Grouping documents into documents + subdocuments

Rami_C · December 21, 2023, 10:35am

I have millions of documents with the following structure:

        timestamp: 2023-06-21T05:38:10.384+00:00
        score: 3
        name: "John Smith" 
        _id: 656f7c44d804487c00618f1c
        provider: "MCD"

        timestamp: 2023-06-21T05:38:10.384+00:00
        score: 10
        name: "John D" 
        _id: 656f7c44d804487c11618f1c
        provider: "DDK"

There are many score, name and provider values for each timestamp (~100 distinct time stamps, ~10 distinct providers, ~1000 distinct names). I would like to do an aggregation in a way that will provide me one document per timestamp and provider, in the following structure:

        timestamp: 2023-06-21T05:38:10.384+00:00
        provider: "MCD"                
        name_score: <name, score>, <name, score>, ...

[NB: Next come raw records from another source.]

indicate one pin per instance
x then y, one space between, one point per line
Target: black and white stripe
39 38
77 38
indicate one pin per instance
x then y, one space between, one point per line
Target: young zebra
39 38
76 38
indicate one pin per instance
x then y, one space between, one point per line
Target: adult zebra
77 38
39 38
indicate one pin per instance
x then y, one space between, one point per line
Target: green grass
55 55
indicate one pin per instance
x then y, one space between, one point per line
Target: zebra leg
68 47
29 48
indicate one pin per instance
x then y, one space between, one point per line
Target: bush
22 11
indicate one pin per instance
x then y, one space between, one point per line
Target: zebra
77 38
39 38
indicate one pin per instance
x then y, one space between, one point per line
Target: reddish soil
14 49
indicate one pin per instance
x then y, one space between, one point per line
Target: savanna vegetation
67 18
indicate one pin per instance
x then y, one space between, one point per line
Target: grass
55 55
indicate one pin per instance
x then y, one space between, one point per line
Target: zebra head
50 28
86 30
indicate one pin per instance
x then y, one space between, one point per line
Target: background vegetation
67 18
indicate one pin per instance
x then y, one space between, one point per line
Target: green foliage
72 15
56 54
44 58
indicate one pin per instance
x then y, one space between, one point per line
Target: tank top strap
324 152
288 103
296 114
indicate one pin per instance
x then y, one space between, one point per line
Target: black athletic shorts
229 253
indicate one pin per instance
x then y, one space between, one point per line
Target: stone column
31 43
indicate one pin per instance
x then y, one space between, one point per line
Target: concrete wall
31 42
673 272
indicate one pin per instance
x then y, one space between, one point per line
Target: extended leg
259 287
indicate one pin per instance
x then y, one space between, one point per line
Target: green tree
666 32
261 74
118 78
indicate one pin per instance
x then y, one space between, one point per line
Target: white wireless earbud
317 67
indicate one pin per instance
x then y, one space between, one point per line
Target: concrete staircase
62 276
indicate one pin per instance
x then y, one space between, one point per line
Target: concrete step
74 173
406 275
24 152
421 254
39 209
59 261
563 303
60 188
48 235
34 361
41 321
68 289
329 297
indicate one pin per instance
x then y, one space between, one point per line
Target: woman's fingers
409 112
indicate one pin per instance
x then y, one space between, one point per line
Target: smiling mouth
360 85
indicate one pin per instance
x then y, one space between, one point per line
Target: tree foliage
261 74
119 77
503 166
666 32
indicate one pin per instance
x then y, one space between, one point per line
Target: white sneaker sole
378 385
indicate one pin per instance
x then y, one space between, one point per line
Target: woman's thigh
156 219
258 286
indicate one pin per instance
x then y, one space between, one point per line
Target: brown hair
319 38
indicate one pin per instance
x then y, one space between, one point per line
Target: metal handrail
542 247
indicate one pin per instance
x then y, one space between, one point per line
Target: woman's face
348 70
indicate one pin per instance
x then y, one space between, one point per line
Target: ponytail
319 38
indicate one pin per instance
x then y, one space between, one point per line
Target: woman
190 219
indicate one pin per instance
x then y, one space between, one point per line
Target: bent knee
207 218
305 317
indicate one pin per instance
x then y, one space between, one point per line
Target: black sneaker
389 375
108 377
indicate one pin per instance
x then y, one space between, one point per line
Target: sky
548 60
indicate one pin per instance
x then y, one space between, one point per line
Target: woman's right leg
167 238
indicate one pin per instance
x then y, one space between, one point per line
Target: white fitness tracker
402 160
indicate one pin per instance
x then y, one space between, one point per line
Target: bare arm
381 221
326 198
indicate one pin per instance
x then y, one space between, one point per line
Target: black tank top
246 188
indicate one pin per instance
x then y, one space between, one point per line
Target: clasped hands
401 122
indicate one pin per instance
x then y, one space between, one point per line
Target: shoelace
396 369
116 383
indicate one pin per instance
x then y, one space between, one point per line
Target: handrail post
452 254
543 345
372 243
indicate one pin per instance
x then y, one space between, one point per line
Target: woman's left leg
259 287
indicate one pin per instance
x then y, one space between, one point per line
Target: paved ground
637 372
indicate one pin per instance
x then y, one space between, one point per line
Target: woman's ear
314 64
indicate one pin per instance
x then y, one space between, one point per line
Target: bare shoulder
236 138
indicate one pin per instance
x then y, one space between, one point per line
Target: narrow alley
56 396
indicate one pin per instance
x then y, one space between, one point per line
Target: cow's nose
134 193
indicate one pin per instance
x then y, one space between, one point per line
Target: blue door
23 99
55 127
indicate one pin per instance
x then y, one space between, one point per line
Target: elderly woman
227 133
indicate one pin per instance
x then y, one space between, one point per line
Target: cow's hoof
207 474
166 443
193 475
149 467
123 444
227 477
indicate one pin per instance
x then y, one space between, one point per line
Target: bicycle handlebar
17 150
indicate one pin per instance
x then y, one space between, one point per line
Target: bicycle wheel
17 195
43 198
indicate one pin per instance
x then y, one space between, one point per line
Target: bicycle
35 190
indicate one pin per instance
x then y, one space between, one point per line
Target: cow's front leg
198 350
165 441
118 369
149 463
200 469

        timestamp: 2023-06-21T05:38:10.384+00:00
        provider: "DDK"                
        name_score: <name, score>, <name, score>, ...

That is, the number of documents would be (number of timestamps) * (number of providers).

I was able to group by timestamp using the following pipeline:

pipeline = [
            {
                "$group": {
                    "_id": {"timestamp": "$timestamp"},
                    "my_col": {
                            "$push": {
                            "name": "$name",
                            "score": "$score",
                            "provider": "$provider",
                            }}
                }
            },
            ]

but I was not able to get the second part. I am working with PyMongo. Any help will be appreciated.

steevej · December 21, 2023, 1:52pm

The secret about $group is the _id. When we take your problem statement:

it directly maps to

"_id" : { "timestamp" : "$timestamp" , "provider": "$provider } ,

Sometimes it is more easy than we think.

system · December 26, 2023, 1:53pm

This topic was automatically closed 5 days after the last reply. New replies are no longer allowed.